Zimmer Biomet lowered its forecast for the impact of tariffs on the company this year, joining a chorus of medtech companies in doing so.
CFO Suketu Upadhyay told investors Thursday that the company now expects an approximately $40 million hit to operating profit this year. In May, the company reported an expected hit to the company in the range of $60 million to $80 million.
Zimmer’s reduced forecast takes into account mitigation efforts to minimize the impact on its businesses and lower tariff rates overall than previously expected. Upadhyay said that the forecast assumes China tariffs remain at current levels, adding that the environment remains fluid.
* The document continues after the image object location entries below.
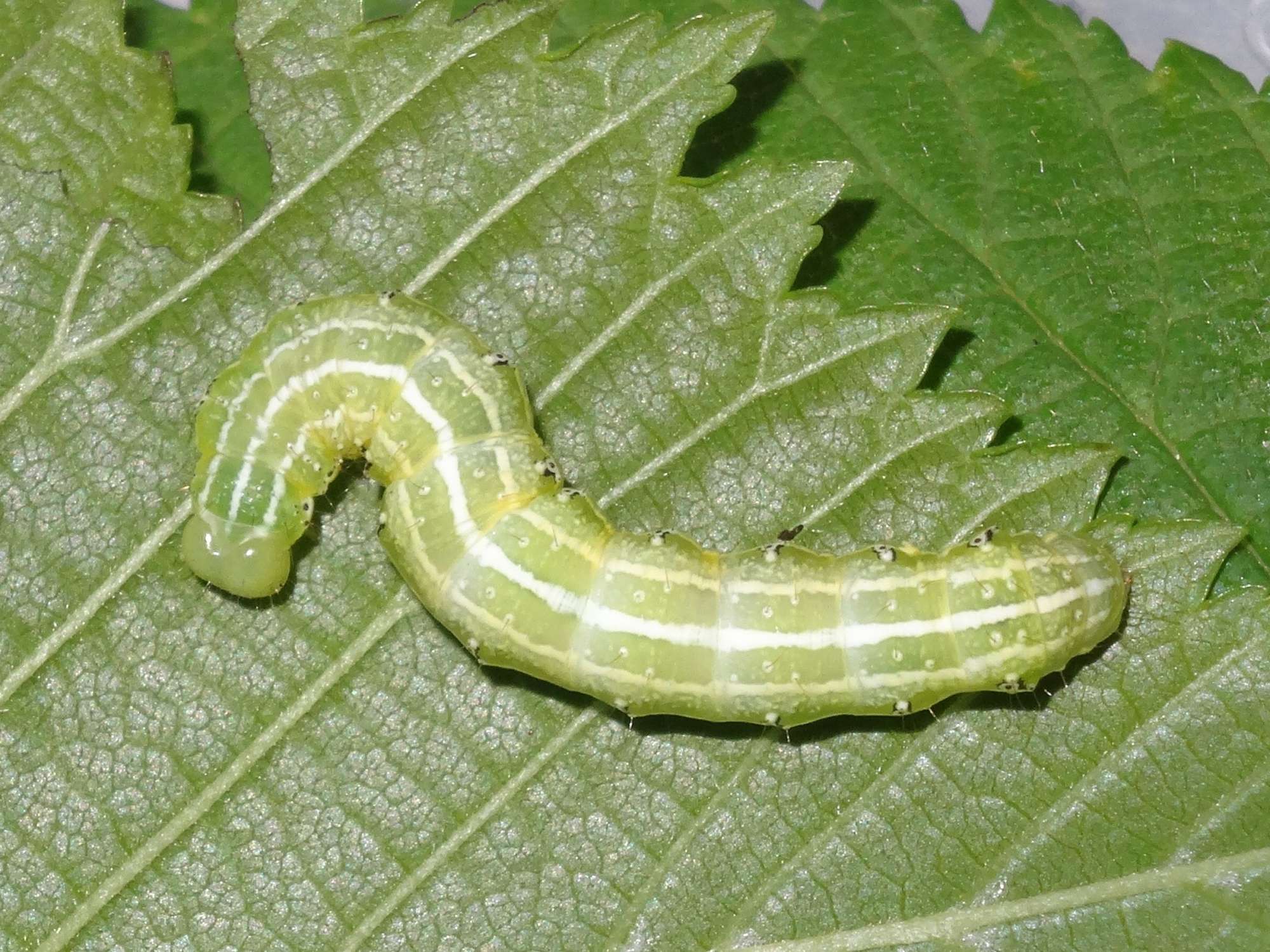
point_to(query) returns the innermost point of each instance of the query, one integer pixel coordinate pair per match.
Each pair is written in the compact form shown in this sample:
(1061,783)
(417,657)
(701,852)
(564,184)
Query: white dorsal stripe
(651,624)
(737,639)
After setting expected tariff charges in first-quarter earnings calls — sometimes forecasting impacts of hundreds of millions of dollars — medtech companies have largely lowered their expectations on second-quarter calls. For example, Johnson & Johnson and Boston Scientific halved their forecasts, cutting the total impact by $200 million and $100 million, respectively.
Stryker, Zimmer’s orthopedics rival, had a more modest revision, reducing its expected charge to $175 million from $200 million.
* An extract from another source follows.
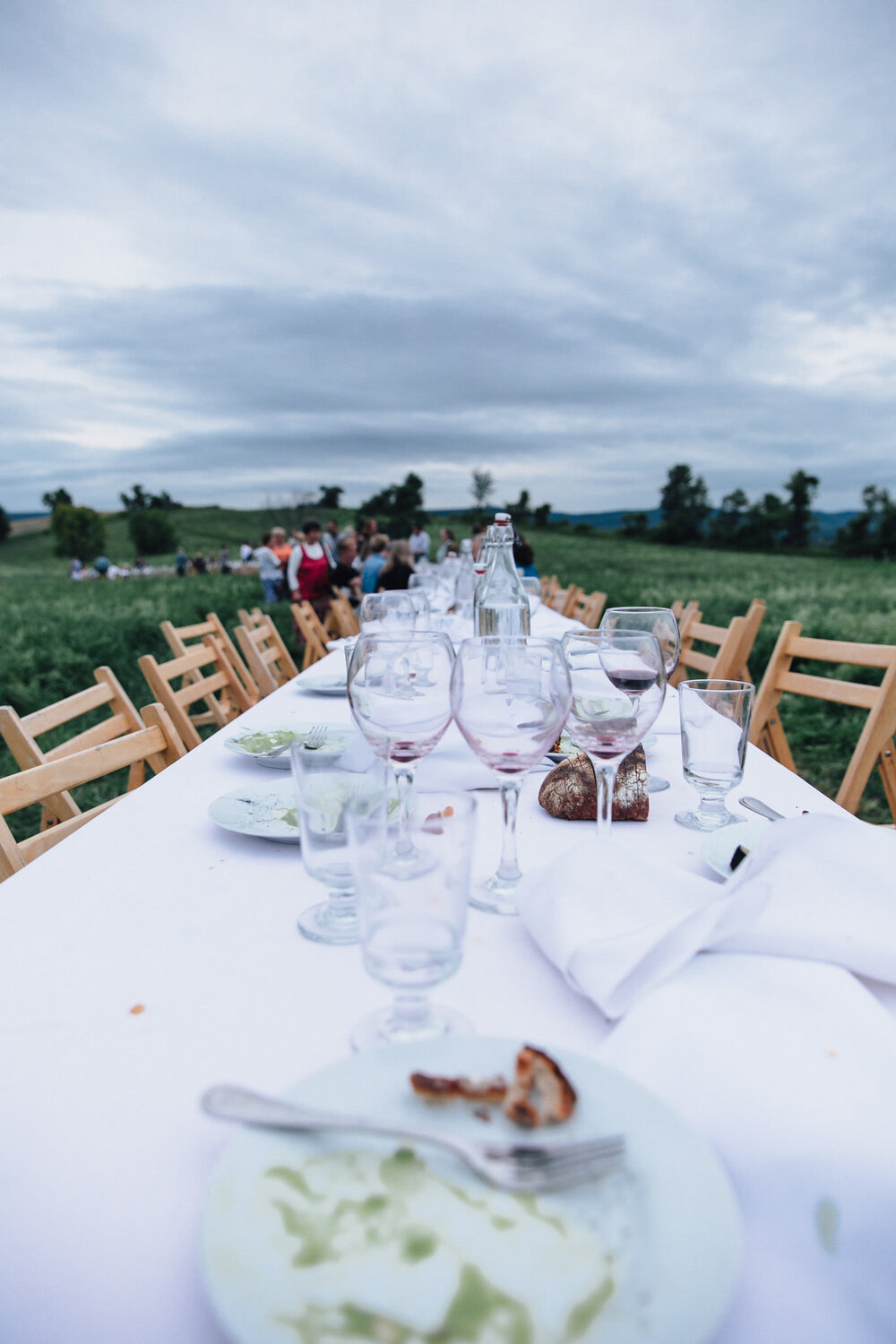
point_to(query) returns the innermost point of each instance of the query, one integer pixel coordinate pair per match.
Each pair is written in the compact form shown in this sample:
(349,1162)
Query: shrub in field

The lower tariff forecast was one factor that led Zimmer to increase its guidance for adjusted earnings per share. The company now expects an adjusted EPS range of $8.10 to $8.30 for the year, up from a range of $7.90 to $8.10.
Zimmer also narrowed its revenue guidance to a range of 6.7% to 7.7%, compared with a range of 5.7% to 8.2%.
Rebound for knee, hip procedures
Zimmer’s knee segment had a modest rebound in the second quarter. After growing year over year by 0.6% in the first quarter, the segment grew by just over 3% in the second, bringing in $826 million. The segment grew at a faster clip internationally (4.8%) than in the U.S. (1.7%).
However, when questioned about Zimmer’s market position in knee procedures, CEO Ivan Tornos was encouraged by the acceleration in the U.S. The CEO said the knee business grew by 150 basis points quarter over quarter, and July had a stronger growth rate.
“Things are going in the right direction — encouraged by, not satisfied,” Tornos said. “[We] want to get back to the days where we're taking share each and every quarter. We do believe there's a pathway there.”
Tornos said the pathway includes new product introductions and new technology — like autonomous robotics that the company would acquire through its proposed acquisition of Monogram Technologies — as well as investments in products like smart implants.
The company’s hip segment rebounded from sub-1% growth as well. In the second quarter, the unit grew year over year by 5.8% to $536.1 million, compared with a year-over-year growth rate of 0.9% in the first quarter.